Like Van Gogh or Frances Hesselbein or hordes of young athletes, Novoselov probably looked from the outside like he was behind, until all of a sudden he very much wasn’t. He was lucky. He arrived in a workspace that treated mental meandering as a competitive advantage, not a pest to be exterminated in the name of efficiency.
That kind of protection from the cult of the head start is increasingly rare. At some point or other, we all specialize to one degree or another, so the rush to get there can seem logical. Fortunately, there are pioneers who are working to balance the cult of the head start. They want to have it all—the mental meandering along with the wisdom of deep experience; the broad conceptual skills that make use of Flynn’s scientific spectacles even within training programs for specialists; and the creative power of interdisciplinary cross-fertilization. They want to reverse the Tiger trend, not just for themselves, but for everyone, and even in domains synonymous with hyperspecialization. The future of discovery, they argue, depends on it.
* * *
• • •
It only takes a few minutes of conversation to gather that Arturo Casadevall is a beaker-half-full kind of guy. One of the greatest days of his life was when gravitational waves were detected, and that’s not his field. “Two black holes collide in space a billion years ago, and for a billion years those gravity waves travel through space-time,” he narrated, eyes widening. “When the original signal began, life on Earth was unicellular, and in that time humanity manages to build two interferometers and measure it. I mean, what an accomplishment that is.” He is also an MD-PhD and a star in his own domains, microbiology and immunology.
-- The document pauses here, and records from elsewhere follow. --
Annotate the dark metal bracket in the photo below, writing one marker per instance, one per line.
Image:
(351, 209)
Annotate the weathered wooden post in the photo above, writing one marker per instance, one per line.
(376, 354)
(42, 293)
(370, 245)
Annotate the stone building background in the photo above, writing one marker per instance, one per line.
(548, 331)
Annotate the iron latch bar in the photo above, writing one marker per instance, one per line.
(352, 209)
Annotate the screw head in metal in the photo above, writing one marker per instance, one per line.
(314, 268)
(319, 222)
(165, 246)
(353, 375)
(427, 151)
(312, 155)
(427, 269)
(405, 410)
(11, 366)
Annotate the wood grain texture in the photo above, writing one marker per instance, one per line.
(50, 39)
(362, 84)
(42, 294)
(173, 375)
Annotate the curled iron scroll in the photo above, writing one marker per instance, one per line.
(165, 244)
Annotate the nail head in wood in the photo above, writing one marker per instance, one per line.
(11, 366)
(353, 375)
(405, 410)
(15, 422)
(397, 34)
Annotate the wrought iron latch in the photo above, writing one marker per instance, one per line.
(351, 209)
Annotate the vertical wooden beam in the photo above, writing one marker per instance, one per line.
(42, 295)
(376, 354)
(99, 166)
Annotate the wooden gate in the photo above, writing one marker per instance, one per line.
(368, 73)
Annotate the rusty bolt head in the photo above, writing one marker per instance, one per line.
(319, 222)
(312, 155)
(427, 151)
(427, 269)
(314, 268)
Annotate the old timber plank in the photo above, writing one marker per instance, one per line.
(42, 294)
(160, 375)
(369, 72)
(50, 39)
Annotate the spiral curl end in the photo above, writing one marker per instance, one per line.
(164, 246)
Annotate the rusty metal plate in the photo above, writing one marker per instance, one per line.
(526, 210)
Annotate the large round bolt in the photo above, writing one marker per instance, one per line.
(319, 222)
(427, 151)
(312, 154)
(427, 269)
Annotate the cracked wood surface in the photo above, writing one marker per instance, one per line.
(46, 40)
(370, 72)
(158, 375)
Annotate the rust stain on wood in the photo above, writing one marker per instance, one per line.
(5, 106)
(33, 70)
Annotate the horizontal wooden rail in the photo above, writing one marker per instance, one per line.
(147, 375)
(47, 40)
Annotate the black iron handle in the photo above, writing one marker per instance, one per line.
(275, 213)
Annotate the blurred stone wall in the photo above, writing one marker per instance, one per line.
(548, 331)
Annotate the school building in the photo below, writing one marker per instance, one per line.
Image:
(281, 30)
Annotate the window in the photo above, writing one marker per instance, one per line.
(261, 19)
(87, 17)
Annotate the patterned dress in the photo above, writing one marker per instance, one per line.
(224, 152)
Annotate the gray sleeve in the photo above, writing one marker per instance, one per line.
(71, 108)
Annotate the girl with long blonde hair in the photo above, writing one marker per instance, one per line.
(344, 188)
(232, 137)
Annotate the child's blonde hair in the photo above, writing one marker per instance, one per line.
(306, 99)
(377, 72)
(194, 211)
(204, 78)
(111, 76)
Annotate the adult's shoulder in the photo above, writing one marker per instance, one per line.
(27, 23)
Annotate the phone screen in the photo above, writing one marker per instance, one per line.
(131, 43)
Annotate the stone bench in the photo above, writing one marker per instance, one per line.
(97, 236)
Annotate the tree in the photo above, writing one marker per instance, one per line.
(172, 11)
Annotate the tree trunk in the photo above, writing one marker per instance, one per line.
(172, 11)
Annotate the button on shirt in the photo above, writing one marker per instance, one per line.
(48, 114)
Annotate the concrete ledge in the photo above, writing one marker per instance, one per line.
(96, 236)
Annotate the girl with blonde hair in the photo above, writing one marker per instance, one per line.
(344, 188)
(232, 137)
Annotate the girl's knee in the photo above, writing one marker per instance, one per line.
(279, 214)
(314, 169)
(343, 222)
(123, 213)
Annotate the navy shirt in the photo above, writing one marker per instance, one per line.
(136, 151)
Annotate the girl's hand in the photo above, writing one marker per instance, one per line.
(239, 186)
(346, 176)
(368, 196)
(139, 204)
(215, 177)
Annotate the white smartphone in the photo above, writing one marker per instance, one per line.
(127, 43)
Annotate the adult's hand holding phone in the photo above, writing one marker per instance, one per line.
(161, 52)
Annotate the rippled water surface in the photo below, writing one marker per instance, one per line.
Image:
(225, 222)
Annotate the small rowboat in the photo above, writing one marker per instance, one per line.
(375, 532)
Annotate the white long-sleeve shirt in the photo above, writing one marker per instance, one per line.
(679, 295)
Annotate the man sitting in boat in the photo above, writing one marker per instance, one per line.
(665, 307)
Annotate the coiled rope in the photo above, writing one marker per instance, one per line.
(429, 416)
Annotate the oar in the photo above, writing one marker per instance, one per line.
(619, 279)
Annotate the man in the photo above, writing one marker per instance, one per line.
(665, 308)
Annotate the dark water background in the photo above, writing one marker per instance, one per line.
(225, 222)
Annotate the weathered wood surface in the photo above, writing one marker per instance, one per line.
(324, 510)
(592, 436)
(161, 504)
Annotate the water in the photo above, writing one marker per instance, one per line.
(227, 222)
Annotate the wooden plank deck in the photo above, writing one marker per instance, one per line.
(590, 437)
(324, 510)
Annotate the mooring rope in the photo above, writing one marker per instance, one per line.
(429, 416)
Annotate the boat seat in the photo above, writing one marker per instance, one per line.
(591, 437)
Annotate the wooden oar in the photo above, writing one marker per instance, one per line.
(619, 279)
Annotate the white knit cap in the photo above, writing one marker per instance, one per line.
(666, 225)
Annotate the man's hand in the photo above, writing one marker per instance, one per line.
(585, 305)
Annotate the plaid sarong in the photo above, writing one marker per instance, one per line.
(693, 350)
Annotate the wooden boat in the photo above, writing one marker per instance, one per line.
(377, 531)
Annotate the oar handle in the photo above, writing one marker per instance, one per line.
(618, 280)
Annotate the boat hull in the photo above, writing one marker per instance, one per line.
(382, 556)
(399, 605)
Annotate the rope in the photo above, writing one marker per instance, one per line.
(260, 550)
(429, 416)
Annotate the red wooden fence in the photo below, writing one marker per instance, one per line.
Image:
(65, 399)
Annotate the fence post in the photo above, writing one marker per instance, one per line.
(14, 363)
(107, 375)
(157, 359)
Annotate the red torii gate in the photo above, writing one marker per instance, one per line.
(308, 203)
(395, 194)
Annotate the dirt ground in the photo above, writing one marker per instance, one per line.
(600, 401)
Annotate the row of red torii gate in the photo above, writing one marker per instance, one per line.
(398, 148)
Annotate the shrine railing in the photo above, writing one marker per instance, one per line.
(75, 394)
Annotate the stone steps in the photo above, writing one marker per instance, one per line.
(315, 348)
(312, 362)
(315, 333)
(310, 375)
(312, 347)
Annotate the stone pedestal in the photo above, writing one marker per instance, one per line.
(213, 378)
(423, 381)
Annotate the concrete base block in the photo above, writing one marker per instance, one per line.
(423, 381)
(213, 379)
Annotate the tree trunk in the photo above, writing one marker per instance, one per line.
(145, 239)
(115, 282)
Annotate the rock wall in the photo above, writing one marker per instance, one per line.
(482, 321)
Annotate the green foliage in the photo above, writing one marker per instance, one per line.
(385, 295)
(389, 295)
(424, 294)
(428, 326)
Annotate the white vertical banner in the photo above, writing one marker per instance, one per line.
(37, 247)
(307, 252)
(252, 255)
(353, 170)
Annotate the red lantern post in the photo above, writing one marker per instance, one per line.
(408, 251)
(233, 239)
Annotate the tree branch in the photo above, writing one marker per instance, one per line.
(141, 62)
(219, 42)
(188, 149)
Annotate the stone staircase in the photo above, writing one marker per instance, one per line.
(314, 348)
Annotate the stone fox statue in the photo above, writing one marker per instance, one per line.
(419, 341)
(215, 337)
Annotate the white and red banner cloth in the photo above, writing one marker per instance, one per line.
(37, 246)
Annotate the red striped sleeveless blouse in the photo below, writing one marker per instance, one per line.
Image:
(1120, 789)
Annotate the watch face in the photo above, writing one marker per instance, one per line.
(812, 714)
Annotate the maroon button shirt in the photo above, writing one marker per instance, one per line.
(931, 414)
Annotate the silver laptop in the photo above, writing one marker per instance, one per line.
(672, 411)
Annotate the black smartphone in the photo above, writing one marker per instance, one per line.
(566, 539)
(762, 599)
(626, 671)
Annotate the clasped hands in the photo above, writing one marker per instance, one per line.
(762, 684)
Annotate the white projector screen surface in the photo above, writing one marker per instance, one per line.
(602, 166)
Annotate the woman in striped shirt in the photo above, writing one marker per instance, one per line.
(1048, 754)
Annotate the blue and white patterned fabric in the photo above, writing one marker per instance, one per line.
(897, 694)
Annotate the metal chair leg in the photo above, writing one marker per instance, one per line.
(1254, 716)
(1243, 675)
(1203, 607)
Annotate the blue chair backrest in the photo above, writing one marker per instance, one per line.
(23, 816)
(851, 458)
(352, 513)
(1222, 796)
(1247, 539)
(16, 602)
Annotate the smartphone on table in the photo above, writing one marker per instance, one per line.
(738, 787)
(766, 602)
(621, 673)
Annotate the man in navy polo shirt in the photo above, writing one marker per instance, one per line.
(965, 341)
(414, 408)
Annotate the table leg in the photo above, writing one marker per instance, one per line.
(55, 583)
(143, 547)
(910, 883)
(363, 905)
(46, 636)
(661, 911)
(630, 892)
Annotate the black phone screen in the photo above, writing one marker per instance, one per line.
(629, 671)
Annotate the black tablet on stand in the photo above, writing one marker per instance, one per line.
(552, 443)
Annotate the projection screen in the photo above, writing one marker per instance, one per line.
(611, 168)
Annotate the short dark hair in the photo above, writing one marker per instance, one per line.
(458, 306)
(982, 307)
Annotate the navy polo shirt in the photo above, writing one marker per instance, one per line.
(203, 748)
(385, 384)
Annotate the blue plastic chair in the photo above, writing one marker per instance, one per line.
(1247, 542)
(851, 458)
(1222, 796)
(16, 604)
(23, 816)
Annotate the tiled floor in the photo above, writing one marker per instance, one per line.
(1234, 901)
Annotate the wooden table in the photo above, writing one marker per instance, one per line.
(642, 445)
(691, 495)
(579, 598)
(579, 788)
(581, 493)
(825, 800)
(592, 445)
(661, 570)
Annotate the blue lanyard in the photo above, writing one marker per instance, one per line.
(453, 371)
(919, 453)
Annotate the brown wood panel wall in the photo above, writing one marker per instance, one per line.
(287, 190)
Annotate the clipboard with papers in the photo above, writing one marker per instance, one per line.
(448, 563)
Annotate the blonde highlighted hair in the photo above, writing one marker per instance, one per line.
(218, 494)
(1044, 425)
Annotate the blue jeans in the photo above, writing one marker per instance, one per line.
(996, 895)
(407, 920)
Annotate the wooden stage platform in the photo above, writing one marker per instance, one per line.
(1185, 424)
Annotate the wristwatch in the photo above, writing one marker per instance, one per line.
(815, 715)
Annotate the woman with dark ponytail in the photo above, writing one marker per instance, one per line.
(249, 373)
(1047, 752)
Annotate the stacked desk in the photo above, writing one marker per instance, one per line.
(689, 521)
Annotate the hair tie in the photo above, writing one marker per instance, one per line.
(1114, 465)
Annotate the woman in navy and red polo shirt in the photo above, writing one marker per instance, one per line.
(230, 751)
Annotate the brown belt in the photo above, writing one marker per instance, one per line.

He has studied AIDS and anthrax, and has illuminated important aspects of how fungal diseases work. His “h-index,” a measure of a scientist’s productivity and how often they are cited, recently surpassed Albert Einstein’s.* So his peers took it seriously when he arrived at the Johns Hopkins Bloomberg School of Public Health in 2015, as chair of molecular microbiology and immunology, and warned that scientific research is in crisis.
In a lecture to his new colleagues, Casadevall declared that the pace of progress had slowed, while the rate of retractions in scientific literature had accelerated, proportionally outpacing the publication of new studies. “If this continues unabated,” he said, “the entire literature will be retracted in a few years.” It was science gallows humor, but grounded in data. Part of the problem, he argued, is that young scientists are rushed to specialize before they learn how to think; they end up unable to produce good work themselves and unequipped to spot bad (or fraudulent) work by their colleagues.
The reason Casadevall came to Hopkins, from a comfy post at New York City’s Albert Einstein College of Medicine, is that the new gig offered him the chance to create a prototype of what he thinks graduate science education, and eventually all education, should be.